Our Favorite Morning Ritual
The snorkeling tour was by far the highlight of our time on the island. A group of six of us, including a couple from London and two women from Canada, plus two guides took a sail boat out on an absolutely gorgeous Belizian morning. We stopped at three locations and each one was better than the last! The second stop was at Shark and Ray Alley which is famous for the large amount of huge sting rays and harmless sharks that approach the boat to be fed. We had lunch about halfway through the tour and on the way back we drank rum punch and ate chips and fresh conch ceviche (this was one the only time I ate meat or fish the entire trip) and talked about all the places we’d traveled and gave each other advice on where to go next.

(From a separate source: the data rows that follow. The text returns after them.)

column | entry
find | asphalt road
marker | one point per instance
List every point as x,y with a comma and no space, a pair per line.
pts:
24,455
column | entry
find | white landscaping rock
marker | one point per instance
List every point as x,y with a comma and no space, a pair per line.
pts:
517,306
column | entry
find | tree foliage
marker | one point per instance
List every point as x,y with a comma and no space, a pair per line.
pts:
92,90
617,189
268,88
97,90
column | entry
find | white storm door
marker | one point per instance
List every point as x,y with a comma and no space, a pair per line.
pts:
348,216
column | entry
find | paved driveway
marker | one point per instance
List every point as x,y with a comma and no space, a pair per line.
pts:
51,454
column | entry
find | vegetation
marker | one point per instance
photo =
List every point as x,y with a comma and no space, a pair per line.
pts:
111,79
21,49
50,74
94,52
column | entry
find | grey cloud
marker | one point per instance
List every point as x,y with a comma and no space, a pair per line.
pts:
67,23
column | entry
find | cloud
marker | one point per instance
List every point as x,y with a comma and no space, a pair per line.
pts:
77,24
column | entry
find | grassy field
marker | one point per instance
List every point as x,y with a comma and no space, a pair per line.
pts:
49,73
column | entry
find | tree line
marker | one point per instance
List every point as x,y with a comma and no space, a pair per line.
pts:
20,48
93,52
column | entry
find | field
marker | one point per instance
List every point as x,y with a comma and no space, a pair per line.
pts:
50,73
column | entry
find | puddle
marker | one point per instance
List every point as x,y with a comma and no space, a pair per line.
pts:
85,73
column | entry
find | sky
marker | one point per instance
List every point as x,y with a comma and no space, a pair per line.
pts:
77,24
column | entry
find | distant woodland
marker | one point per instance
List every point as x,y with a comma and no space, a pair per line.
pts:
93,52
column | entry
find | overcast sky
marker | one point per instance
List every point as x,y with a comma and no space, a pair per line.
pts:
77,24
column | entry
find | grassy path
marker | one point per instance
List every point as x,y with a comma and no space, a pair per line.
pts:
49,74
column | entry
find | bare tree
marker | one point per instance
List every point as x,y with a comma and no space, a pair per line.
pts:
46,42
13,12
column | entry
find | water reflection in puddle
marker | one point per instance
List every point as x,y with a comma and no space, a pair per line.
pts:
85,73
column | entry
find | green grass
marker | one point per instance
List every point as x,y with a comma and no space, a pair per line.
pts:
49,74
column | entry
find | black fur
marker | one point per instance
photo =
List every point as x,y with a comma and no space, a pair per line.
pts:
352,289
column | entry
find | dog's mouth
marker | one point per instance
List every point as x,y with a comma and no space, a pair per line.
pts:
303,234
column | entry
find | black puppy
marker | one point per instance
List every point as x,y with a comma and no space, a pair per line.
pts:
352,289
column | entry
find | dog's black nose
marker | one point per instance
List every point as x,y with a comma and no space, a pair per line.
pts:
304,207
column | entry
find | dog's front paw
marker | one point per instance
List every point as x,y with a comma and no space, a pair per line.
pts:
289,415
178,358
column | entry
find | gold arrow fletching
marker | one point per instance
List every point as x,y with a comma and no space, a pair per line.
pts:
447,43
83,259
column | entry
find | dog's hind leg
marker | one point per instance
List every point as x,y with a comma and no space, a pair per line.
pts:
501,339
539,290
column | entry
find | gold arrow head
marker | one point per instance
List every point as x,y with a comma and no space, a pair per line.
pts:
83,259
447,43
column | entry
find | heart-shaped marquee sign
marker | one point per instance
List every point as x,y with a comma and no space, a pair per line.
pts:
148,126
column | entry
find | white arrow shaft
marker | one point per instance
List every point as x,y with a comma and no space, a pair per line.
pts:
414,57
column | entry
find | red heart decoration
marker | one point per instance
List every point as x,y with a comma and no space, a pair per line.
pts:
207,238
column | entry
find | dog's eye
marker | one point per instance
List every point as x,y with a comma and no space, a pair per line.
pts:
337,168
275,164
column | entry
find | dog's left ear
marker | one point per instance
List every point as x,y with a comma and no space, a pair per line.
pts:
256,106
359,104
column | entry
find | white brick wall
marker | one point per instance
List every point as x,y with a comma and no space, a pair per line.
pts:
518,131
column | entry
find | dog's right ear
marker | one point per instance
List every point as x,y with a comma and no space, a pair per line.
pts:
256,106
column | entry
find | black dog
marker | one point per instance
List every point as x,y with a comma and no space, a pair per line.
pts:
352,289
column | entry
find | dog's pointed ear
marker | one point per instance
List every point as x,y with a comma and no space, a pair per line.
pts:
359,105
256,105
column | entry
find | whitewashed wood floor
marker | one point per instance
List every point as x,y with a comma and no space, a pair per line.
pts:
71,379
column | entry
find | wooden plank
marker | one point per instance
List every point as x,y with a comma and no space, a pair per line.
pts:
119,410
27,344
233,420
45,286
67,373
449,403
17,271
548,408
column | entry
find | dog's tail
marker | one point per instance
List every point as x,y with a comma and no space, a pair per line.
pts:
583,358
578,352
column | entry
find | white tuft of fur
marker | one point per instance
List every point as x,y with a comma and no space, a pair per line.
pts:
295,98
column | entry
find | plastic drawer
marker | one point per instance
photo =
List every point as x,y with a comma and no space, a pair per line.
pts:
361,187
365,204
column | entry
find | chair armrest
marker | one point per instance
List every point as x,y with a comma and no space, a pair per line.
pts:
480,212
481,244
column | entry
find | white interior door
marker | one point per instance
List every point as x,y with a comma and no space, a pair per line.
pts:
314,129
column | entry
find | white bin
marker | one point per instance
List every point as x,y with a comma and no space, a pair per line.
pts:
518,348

Making New Friends Over Rum Punch
Our Guide Making us Fresh Conch Ceviche
It was somewhat foreign to call myself a “vegetarian” for the entire trip, but in the end I was very glad I did! The female owner of the eco-lodge was a great cook and made us some incredibly delicious vegetarian food. We didn’t stick to anything resembling vegan food since it was very difficult to get any sort of whole grain there to help us get adequate protein and other nutrients (no quinoa, ezekiel bread, lentils, tempeh, or even brown rice, as expected), so we ate eggs for breakfast every morning and for vacation’s sake, didn’t pass on pizza and ice cream on occasion. Despite this, I ate more veggies on this trip than probably any other vacation of my life since every filler is vegetables when there is no meat to accompany it! Although beans are a staple in Belize, they didn’t seem to give us very many of them when they were included in a meal.
We gave ourselves a full day to get back into the swing of things by coming back to the states on a Saturday. We spent Sunday stocking up on tons of healthy groceries and I cooked our favorite “vegan mash” for dinner and prepared the quinoa black bean apricot salad to go with our spinach salads for lunch on Monday. One thing that is certain about vacation is that I’m always happy to be back in San Diego when I return. I’m also happy to be back to running! I missed it!
What is the best trip you’ve ever taken?